Drill helps hospital, emergency crews plan response

Published 8:43 pm Tuesday, December 30, 2014

During an exercise Tuesday for Vaughan Regional Medical Center, officials from the Selma Fire Department, Selma Police Department, Dallas County EMA and the hospital discuss different strategies to be used if a mock disaster — in this instance a bus crash — was to ever occur.

During an exercise Tuesday for Vaughan Regional Medical Center, officials from the Selma Fire Department, Selma Police Department, Dallas County EMA and the hospital discuss different strategies to be used if a mock disaster — in this instance a bus crash — was to ever occur.

Disasters are not planned, they happen at random times and often when no one is expecting them.

That’s why first responders and the medical staff at Vaughan Regional Medical Center do everything they can to prepare for a worst-case scenario, including conducting a community-wide drill.

“Our regulatory agencies require one community-wide disaster drill a year,” said Anita Ellison, a staff nurse at Vaughan Regional Medical Center and emergency preparedness coordinator for the hospital. “That involves not only the hospital’s preparedness but also the community’s.”

Email newsletter signup

This year, Ellison and Rhonda Abbott, the Dallas County EMA director, worked together to come up with what scenario the staff would be working with.

Tuesday morning, members of the Selma Fire Department, Selma Police Department, Dallas County EMA and a Vaughan Regional nurse discussed what precautions to take if a bus overturned in Dallas County.

“You plan and plan and plan for these types of things, but you have to put those plans in action,” Ellison said. “We like to do that before something like this actually happens, so that we can define areas of improvement. If we need to change processes, we can do that before the actual event occurs.”

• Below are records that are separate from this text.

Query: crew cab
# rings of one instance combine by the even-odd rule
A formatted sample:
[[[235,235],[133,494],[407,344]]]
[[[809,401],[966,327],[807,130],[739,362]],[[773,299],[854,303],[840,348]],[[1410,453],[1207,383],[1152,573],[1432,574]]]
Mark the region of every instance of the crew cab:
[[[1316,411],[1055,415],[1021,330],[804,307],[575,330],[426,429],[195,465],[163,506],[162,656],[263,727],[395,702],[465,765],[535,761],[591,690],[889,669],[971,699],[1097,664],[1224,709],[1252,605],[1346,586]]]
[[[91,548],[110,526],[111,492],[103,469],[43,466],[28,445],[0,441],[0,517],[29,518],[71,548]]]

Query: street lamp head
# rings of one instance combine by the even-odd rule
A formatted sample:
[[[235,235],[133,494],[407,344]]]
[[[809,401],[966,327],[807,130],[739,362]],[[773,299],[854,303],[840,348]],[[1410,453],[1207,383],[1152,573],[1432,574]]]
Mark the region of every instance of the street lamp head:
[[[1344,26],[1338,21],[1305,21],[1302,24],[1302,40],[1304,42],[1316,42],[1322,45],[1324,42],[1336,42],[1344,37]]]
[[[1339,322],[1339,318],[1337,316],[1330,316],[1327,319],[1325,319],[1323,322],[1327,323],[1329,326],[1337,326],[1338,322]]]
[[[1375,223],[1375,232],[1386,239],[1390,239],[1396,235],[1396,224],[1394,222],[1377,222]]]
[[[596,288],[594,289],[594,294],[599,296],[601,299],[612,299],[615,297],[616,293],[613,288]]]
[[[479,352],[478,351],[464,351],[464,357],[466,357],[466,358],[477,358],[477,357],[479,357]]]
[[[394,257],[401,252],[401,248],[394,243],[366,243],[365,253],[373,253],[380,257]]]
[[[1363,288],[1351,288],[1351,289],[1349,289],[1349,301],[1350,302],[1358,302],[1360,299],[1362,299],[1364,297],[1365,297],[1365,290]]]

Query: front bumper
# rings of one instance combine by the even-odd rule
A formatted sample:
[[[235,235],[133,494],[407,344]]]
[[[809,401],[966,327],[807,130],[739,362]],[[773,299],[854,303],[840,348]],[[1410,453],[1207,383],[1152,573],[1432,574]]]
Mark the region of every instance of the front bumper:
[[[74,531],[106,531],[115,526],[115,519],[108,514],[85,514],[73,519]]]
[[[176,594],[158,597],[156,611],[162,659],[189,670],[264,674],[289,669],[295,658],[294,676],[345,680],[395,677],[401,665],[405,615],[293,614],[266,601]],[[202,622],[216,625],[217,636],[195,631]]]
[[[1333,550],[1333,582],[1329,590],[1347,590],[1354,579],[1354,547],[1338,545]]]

Different ideas were tossed around the room about what to do in each unique situation, and what the job of each individual would be.

“We have had bus accidents in our community before, and so that’s one reason that we chose that,” Ellison said. “That has happened. And we wanted to just test changes and processes that we had made from those actual drills, to make sure that everything worked as it should.”

While the different departments were brainstorming solutions to the problem, the staff at the Vaughan emergency room was acting out the drill, practicing what they would do in a real circumstance.

Abbott said the drills are necessary and help to improve communications between departments and better prepare everyone.

“It’s clearly a way that we can all come together, and we can identify short falls. We can see some of our strengths — it helps us to move forward in planning and preparing for different situations that could occur in our county,” Abbott said.

“It’s easy to put it on paper, but then when you get people in the room … there’s a wealth of information that each person has. [When you] share that information, it just builds stronger ties and it makes better plans.”

Both Ellison and Abbott agreed that everything went well, and they are glad to have been able to work through the drill.

“I think that everything went well today, and I think that everyone gained something from it,” Abbott said. “Now our job is to move forward with what we’ve learned.”